The goal shall be to characterize the current through the nozzle based on the variables pressure p, mass flow rate \(\mathsf{\dot{m}}\) and cross-sectional area A. Using two of the conservation equations of fluid mechanics:
- the conservation of mass, and
- the conservation of energy
between two point of the current, the inlet (in) and outlet (out)) of the nozzle, leads to the following formulas:
\( \begin{align} \mathsf{ \varrho_{in} \cdot A_{in} \cdot u_{in} } & = \mathsf{ \varrho_{out} \cdot A_{out} \cdot u_{out} = \dot{m}} \tag{1} \\ \mathsf{ p_{in} + \frac{1}{2} \varrho_{in} \cdot u_{in}^2 + \varrho_{in} \cdot g \cdot h } & = \mathsf{ p_{out} + \frac{1}{2} \varrho_{out} \cdot u_{out}^2 + \varrho_{out}\cdot g \cdot h + \Delta p_v }\tag{2} \end{align}\)
Formula (1) states that the mass flow rate \(\mathsf{\dot{m}}\) remains constant downstream. Formula (2) is known as Bernoulli’s principle and describes the conversion of mechanical energy resulting from pressure, kinetic energy and potential energy along the filament of flow. Occurring energy loss dissipates into thermal energy and is represented in the factor \(\mathsf{\Delta p_v}\). Other unknown variables in formulas (1) and (2) are the mass density \(\mathsf{\varrho}\), the velocity \(\mathsf{u}\) and the geodetic height \(\mathsf{h}\). The gravitational acceleration \(\mathsf{g}\) shall be approximated through through \(\mathsf{g\approx 9,81 \frac{m}{s^2}}\).
Both Formulas already include simplifications applied to the Navier-Stokes equations. The Navier-Stokes equations are capable of describing these current behaviors including turbulent phenomena completely, however it can only be solved with numerical approximations due to its complexity.
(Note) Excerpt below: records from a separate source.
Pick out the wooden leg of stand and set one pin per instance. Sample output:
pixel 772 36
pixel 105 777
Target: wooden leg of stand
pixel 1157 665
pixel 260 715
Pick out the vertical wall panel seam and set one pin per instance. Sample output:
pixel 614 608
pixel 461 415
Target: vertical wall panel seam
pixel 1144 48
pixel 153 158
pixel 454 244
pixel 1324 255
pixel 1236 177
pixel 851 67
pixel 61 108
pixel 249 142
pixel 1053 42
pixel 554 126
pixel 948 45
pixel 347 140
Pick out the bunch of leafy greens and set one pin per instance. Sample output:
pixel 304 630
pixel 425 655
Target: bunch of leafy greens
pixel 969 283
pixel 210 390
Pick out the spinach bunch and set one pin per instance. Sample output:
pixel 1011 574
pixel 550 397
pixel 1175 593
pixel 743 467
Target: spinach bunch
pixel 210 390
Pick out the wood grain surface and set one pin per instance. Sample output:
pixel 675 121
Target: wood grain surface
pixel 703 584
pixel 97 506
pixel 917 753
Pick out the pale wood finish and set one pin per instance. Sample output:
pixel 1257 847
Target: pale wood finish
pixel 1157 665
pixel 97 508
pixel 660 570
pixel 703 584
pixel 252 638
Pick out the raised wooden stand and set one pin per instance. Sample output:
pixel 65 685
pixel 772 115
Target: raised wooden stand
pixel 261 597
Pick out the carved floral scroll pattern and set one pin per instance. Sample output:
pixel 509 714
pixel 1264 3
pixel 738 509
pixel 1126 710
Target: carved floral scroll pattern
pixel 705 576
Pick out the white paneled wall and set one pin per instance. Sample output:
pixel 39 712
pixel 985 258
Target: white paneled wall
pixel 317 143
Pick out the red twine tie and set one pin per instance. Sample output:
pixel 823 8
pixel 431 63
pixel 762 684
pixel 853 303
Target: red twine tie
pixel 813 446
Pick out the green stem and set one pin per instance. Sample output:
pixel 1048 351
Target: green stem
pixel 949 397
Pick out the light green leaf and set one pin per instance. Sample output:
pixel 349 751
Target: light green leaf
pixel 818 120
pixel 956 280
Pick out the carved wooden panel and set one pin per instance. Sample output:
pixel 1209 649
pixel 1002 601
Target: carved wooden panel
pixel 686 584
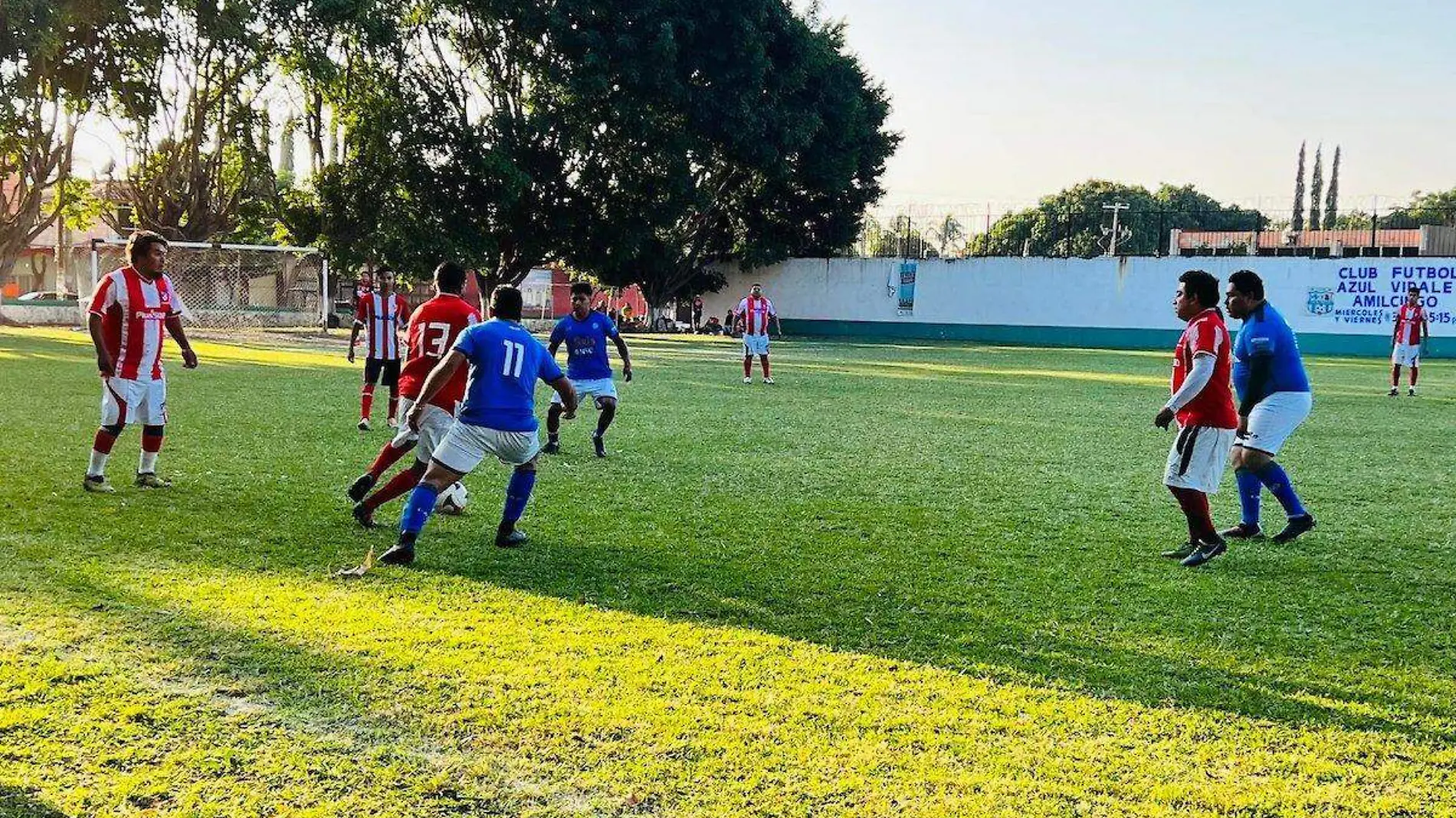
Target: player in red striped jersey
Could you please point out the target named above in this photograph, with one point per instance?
(753, 315)
(383, 312)
(1203, 407)
(1410, 331)
(433, 331)
(127, 313)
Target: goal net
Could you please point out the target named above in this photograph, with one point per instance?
(236, 286)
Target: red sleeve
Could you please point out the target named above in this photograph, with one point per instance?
(105, 296)
(1206, 338)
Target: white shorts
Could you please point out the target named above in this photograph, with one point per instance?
(1407, 355)
(465, 446)
(1274, 418)
(433, 428)
(133, 402)
(1199, 457)
(598, 388)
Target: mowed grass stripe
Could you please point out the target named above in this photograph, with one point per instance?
(854, 594)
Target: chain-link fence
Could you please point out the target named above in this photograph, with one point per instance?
(1114, 227)
(236, 287)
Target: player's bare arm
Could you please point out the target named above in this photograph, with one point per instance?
(174, 325)
(568, 396)
(437, 379)
(103, 362)
(626, 358)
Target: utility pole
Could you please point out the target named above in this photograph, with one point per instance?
(1117, 210)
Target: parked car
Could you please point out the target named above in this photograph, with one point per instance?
(43, 296)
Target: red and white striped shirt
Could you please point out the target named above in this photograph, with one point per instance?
(133, 312)
(756, 312)
(1408, 325)
(383, 315)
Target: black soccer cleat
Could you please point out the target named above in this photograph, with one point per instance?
(359, 489)
(364, 515)
(1294, 530)
(1181, 552)
(401, 554)
(1205, 554)
(513, 540)
(1242, 532)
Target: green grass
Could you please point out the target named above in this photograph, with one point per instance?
(910, 580)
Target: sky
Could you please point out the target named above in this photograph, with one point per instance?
(1002, 102)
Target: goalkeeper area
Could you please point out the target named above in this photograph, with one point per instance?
(910, 580)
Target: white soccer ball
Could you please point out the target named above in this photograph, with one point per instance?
(453, 499)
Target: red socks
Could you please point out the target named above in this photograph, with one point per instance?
(399, 485)
(1195, 509)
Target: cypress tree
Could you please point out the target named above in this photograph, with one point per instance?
(1297, 221)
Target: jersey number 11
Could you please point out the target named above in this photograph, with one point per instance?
(514, 357)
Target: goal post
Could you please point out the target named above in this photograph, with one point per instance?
(238, 286)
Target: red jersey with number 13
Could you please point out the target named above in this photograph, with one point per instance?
(1213, 407)
(433, 331)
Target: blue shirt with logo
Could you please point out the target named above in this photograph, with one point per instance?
(1267, 334)
(506, 363)
(585, 345)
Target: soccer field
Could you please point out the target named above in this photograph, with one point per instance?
(909, 580)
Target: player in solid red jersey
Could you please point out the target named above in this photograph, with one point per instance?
(433, 331)
(1410, 331)
(1203, 407)
(127, 313)
(382, 312)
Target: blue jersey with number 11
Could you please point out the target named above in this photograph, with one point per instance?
(506, 363)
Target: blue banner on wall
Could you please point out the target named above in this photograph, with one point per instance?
(907, 271)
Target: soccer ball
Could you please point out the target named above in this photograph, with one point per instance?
(453, 499)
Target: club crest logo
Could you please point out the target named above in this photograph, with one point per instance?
(1321, 300)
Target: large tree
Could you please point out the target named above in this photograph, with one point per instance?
(60, 60)
(1074, 221)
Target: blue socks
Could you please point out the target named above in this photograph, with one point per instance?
(1274, 478)
(1250, 489)
(418, 509)
(517, 494)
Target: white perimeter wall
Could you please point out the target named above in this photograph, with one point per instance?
(1320, 296)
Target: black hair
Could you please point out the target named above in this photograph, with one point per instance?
(507, 303)
(1203, 286)
(451, 277)
(140, 242)
(1248, 283)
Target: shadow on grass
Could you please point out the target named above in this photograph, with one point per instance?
(21, 803)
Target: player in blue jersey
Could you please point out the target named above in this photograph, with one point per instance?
(585, 335)
(1274, 399)
(498, 417)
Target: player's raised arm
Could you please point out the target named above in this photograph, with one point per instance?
(437, 379)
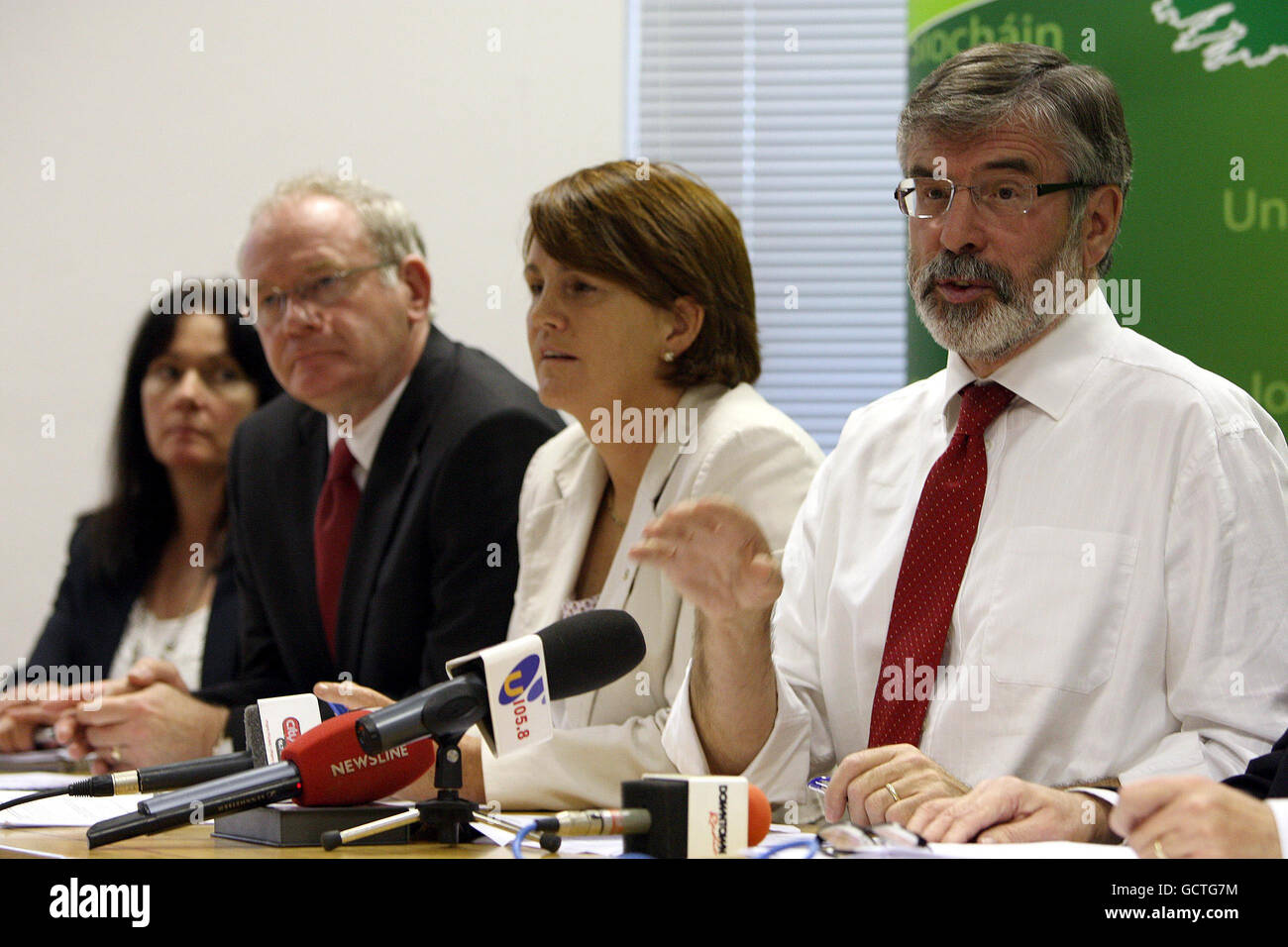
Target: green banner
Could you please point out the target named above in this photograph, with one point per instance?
(1201, 262)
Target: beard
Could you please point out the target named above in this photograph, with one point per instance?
(990, 329)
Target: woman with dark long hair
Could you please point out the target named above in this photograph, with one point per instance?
(149, 585)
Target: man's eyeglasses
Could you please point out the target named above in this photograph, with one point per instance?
(322, 290)
(1001, 195)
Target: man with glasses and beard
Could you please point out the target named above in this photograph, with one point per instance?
(1064, 557)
Therefore, Bernoulli’s principle shall hence be used and further simplified:
- due to only small changes in the geodetic height potential energy will be disregarded
- the conversion of mechanical energy resulting from pressure into kinetic energy shall be without loss (\(\mathsf{\Delta p_v=0}\))
- the fluid shall be incompressible, e.q. water (\(\mathsf{\varrho_{in} = \varrho_{out} }\))
- pressure differences over the nozzle shall be summarized in \(\mathsf{\Delta p}\) (in general the pressure at the outlet is equal to the ambient pressure
- the average velocity at the outlet is a great deal larger than the one at the inlet (\(\mathsf{u_{out} – u_{in} \approx u_{out} }\))
With the assumptions above the formulas can be simplified:
\( \begin{align} \mathsf{ \dot{m} } & = \mathsf{ \varrho \cdot A_{out} \cdot u_{out} } \tag{1} \\ \mathsf{ \Delta p } & = \mathsf{ \frac{1}{2} \varrho \cdot u_{out}^2 }\tag{2} \end{align}\)
Combining both formulas results in the following:
\( \begin{align} \mathsf{ \dot{m}} &= \mathsf{A_{out} \cdot \sqrt{2 \varrho \cdot \Delta p } } \end{align} \)
This formula provides us with a simple interrelation of material throughput, loss of pressure and cross-sectional area of the current. It also provides the formula for the nozzle capacity C. A comparison with measured data shows a very good agreement. We can hence devise the following relations between the variables:
- A linear relation connects the material throughput to the cross-sectional area, i.e. a doubling of the cross-sectional area will result in a doubling of the material throughput regarding a constant pressure.
- The volumetric flow rate is connected to the pressure by a root relation. A quadruplication of the pressure will lead to a doubling in flow capacity.